In Sexualstrafverfahren kann sich die Frage nach suggerierten Zeugenaussagen stellen. So kommen immer wieder Fälle vor, in denen Menschen behaupten, dass ihnen im Rahmen einer Psychoanalyse aufgedeckt worden sei, dass sie vor Jahren sexuell missbraucht worden seien. Die verdrängte Erinnerung sei vom Psychotherapeuten aufgedeckt worden. Es gibt auch nicht selten Fälle, in denen Eltern von einem sexuellen Missbrauch ihres Kindes fälschlich überzeugt sind und dem Kind den Missbrauch im Rahmen ihrer „Aufklärung“ des Sachverhaltes einreden („Hat der Onkel Paul dich da unten angefasst?“). Berüchtigt sind auch Fälle, in denen Kindergärtner und Lehrer einen sexuellen Missbrauch ihren Kindern suggeriert haben.

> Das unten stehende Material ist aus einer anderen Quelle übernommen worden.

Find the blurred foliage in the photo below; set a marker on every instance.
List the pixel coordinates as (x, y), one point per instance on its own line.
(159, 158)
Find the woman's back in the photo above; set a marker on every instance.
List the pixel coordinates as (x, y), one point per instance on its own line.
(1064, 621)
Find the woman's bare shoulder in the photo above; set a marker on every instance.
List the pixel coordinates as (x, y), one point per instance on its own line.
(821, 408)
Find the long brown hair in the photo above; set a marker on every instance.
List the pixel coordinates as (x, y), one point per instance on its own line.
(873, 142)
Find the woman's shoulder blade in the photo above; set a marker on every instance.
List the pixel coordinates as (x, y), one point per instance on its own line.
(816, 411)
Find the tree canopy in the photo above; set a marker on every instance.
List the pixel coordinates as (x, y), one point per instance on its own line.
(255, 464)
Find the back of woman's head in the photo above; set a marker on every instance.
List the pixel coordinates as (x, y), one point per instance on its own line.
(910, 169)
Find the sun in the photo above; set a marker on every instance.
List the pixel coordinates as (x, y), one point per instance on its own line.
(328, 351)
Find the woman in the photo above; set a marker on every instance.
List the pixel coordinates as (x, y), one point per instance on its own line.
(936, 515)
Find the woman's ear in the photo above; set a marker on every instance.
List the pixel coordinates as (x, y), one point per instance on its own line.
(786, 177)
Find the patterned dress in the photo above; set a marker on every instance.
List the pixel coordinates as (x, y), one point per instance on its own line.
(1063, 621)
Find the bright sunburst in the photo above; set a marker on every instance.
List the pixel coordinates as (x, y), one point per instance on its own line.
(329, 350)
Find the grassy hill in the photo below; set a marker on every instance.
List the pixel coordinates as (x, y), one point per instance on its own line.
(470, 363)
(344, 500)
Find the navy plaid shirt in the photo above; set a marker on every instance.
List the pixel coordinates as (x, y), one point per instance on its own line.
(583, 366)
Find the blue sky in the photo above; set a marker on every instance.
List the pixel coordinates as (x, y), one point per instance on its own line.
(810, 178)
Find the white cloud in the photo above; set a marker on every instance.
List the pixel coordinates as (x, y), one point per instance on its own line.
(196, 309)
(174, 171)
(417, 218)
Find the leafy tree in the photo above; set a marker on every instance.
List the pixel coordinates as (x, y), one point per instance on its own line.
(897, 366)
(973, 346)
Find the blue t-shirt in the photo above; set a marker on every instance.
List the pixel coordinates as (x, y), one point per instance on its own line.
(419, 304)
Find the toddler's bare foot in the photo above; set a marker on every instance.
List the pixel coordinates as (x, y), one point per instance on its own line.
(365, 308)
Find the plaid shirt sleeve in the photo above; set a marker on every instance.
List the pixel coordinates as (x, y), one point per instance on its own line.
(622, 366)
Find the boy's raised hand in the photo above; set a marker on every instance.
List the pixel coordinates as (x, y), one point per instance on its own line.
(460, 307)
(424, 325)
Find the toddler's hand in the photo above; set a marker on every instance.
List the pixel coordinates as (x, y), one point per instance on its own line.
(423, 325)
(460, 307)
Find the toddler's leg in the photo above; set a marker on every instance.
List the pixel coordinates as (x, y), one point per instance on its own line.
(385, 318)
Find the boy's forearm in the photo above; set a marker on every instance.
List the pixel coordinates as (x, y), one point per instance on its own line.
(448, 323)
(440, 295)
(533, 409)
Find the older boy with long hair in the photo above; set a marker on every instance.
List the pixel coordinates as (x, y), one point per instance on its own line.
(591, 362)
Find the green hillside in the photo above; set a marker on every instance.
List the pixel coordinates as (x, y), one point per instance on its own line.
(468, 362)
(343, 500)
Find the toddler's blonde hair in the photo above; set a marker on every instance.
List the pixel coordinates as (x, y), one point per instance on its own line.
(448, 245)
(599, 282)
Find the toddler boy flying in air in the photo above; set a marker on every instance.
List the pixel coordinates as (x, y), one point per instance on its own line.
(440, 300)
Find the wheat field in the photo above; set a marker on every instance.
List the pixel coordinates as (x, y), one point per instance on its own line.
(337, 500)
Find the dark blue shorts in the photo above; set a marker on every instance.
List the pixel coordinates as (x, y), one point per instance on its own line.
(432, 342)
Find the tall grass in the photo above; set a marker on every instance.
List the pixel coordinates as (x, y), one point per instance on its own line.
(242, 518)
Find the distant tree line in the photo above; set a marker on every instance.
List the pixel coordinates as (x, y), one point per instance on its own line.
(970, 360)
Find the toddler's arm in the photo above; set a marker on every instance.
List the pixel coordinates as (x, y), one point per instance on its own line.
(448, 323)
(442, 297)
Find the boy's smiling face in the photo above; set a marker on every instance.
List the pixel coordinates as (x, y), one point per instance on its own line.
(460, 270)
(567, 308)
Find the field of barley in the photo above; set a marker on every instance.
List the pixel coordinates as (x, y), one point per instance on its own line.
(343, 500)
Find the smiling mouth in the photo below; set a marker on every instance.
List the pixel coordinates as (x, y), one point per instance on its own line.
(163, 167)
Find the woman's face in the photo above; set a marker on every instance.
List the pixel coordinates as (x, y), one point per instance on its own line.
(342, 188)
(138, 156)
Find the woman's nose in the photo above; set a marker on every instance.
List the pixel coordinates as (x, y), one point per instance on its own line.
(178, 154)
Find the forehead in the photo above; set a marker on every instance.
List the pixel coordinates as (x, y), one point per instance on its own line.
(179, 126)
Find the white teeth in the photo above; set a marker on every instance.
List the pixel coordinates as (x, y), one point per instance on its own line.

Der Bundesgerichtshof hat in einem Beschluss vom 5. Juli 2022 – 4 StR 96/22 – betont, dass bei der Aussageanalyse einer möglicherweise suggerierten Aussage deren Entstehung und Entwicklung im Vordergrund stünden. Demgegenüber, so der Bundesgerichtshof, gebe es keine Belege, dass sich erlebnisbasierte und suggerierte Aussagen in ihrer Qualität unterschieden.
Diese Erkenntnis ist sehr wichtig. In der Praxis wird häufig der Fehler gemacht, dass eine möglicherweise suggerierte Aussage als glaubhaft beurteilt wird, weil sie sehr detailreich ist.